I don’t know how much time passes after that. I search every crevice of her bed, her floorboards, her closet, but find no other evidence of the bugs.

I start to shove her clothes into bags to be heat-treated, but it’s too much.

I’m overwhelmed and she might not appreciate me all up in her stuff, especially since she already thinks I’m unhealthily obsessed with the bedbugs. I didn’t take a picture. By the time she comes home, I’m going to look like a maniac who threw away her favorite duvet out of spite.

She’s already suggesting therapy and I need to calm down. I don’t think she would hurt me purposely, like Marcus did, but the bite of restraints against my wrists isn’t something I want to feel again.

I place her clothes back into their cubbyholes and try to get the closet back to the neat state it was in before I tore through it looking for bedbugs. When I have it back in order, I pick up a few slips of paper that drifted out from the bottom-left cubby.

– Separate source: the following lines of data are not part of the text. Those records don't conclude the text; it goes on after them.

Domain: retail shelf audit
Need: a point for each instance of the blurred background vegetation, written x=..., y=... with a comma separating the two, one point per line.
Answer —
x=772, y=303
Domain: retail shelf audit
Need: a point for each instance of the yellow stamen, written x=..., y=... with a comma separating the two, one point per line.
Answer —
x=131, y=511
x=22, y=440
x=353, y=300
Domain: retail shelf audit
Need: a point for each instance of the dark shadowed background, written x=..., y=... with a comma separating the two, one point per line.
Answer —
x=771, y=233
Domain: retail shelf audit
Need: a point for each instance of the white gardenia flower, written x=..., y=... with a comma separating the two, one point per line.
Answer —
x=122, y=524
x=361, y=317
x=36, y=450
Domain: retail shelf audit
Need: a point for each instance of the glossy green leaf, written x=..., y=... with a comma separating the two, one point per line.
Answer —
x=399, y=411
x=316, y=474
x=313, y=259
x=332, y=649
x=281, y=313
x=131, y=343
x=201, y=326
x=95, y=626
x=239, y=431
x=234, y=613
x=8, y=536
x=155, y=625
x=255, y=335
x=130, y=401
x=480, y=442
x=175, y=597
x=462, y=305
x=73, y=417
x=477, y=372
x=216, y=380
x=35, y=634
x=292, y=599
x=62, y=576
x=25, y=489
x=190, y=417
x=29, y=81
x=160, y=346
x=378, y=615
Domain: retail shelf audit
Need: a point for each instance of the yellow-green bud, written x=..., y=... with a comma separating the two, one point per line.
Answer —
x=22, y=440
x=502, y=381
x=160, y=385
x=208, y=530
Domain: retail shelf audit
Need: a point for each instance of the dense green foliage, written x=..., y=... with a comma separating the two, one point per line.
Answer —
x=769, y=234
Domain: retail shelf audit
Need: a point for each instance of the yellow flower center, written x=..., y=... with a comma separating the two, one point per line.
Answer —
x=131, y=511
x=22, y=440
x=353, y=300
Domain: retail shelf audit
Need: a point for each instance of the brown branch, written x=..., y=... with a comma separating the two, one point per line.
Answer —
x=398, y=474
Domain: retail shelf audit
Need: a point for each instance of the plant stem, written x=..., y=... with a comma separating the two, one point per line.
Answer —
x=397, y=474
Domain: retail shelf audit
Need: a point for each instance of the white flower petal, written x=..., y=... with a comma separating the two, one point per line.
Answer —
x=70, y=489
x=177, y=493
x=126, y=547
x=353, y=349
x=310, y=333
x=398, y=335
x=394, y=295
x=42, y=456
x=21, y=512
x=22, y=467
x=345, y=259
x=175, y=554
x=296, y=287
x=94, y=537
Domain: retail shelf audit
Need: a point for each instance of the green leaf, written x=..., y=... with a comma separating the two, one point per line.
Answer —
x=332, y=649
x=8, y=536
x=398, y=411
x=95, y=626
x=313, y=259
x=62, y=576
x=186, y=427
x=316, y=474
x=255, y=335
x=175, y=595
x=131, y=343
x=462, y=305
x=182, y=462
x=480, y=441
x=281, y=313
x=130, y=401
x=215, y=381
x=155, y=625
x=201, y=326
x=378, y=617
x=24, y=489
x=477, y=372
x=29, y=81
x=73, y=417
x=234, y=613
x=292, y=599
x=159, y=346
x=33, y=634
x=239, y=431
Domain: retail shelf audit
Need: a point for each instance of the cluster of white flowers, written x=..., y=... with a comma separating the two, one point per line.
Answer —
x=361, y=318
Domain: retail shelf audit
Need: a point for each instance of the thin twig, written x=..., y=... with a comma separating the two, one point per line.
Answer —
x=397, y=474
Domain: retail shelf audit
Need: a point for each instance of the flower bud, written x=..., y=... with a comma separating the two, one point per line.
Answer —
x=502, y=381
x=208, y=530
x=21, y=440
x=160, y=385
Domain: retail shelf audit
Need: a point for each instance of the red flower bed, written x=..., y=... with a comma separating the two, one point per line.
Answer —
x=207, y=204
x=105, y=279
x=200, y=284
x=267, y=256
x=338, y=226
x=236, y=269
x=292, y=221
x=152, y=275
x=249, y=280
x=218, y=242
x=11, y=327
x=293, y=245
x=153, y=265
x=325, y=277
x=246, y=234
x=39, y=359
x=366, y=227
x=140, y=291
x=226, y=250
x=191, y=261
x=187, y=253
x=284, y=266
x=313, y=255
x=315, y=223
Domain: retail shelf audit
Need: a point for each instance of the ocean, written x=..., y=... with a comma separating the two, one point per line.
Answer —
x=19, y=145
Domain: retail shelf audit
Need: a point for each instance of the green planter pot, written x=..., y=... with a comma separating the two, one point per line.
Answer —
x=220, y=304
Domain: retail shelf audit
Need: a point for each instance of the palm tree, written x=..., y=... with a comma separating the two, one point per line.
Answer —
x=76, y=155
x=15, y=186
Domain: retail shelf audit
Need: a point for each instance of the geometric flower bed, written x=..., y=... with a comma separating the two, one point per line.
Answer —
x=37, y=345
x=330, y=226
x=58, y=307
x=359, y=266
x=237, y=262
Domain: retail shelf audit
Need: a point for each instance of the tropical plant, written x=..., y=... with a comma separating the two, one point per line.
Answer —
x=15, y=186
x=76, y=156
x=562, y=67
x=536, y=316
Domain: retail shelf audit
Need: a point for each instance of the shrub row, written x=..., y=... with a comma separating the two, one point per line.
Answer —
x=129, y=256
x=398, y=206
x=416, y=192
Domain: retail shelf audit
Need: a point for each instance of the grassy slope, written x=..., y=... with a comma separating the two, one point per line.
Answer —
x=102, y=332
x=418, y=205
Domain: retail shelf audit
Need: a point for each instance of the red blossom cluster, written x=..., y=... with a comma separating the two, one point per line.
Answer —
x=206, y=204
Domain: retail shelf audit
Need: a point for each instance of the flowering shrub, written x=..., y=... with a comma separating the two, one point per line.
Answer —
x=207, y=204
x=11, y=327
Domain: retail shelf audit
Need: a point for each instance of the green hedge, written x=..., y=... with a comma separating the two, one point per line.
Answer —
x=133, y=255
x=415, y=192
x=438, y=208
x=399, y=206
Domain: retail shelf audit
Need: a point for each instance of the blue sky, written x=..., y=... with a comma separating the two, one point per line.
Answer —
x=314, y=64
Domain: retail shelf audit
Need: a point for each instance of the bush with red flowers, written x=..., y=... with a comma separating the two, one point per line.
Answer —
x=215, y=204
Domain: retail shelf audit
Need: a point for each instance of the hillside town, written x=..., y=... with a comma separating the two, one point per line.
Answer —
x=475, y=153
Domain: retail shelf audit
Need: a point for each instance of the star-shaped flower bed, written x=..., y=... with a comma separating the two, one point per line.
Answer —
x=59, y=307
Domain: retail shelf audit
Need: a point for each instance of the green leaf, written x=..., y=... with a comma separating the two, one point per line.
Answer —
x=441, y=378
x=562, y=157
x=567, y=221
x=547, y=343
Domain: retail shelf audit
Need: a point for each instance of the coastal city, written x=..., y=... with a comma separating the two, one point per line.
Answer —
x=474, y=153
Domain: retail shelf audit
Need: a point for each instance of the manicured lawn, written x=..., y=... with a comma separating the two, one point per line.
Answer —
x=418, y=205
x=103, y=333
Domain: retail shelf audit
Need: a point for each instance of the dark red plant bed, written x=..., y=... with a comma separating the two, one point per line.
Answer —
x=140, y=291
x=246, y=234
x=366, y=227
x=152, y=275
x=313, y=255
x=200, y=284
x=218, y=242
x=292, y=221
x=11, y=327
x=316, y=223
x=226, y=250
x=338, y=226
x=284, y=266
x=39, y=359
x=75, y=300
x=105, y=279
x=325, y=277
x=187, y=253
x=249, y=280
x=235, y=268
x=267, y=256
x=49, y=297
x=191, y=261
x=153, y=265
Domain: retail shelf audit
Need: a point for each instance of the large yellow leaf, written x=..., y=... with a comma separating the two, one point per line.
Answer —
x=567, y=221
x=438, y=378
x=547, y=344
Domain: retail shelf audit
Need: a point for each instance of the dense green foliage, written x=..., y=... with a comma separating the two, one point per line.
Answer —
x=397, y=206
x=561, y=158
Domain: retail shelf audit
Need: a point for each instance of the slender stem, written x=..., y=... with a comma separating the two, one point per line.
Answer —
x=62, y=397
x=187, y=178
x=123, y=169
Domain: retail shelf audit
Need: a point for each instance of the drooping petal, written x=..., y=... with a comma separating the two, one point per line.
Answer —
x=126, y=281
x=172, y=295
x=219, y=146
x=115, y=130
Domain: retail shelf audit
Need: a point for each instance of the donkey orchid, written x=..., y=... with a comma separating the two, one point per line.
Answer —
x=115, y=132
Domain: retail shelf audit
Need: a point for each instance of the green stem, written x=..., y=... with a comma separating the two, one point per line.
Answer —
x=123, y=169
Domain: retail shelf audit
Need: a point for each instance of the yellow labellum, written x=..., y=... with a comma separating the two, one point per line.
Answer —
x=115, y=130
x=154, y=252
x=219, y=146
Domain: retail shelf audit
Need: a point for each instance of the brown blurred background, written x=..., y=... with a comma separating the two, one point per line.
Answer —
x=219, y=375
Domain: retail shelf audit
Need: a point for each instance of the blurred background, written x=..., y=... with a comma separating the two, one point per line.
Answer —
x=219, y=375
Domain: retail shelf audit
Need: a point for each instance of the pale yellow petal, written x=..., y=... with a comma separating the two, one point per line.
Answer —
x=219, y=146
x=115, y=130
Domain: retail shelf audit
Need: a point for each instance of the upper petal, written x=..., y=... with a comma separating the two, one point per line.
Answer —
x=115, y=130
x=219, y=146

A receipt from the old Foodtown that’s currently being renovated so it can be reopened as a Whole Foods–type supermarket. A phone number and smiley face scrawled on a ripped scrap of paper with a blue ballpoint pen. An ATM deposit slip for fifty thousand dollars.

Fifty thousand dollars.

Drea tells me about all her side hustles, and especially if they pay even remotely well.

Fifty thousand dollars. What would pay that well and in a lump sum?

But this was from around the time I was in the deepest shit with Marcus. Maybe I’d forgotten, or she hadn’t wanted to rub it in while I was suffering. Yeah, that makes sense.

There’s a scan of the check itself on the receipt, which is dated from before I’d returned home. The name of the company it was issued by is hard to read at first, or maybe I just don’t want to see it, but it’s all too familiar to me.

I stare at it for a long moment, trying to reconcile it with what I know of the company. Drea would never . . .

She would never.

She’ll explain when she gets back. Of course there’s an explanation.

I march mindlessly back to the apartment downstairs and barricade myself in my bedroom with a bottle of wine and my cell phone. I wrap my hands in socks to keep from hurting myself as I scratch at imagined bugs crawling over my skin, and I jump at imaginary flecks of black just out of my line of sight. I can’t distract myself with TV because I need to hear if there are any more noises in the building, but I take a sip every time the possibility of what that check means pops into my mind.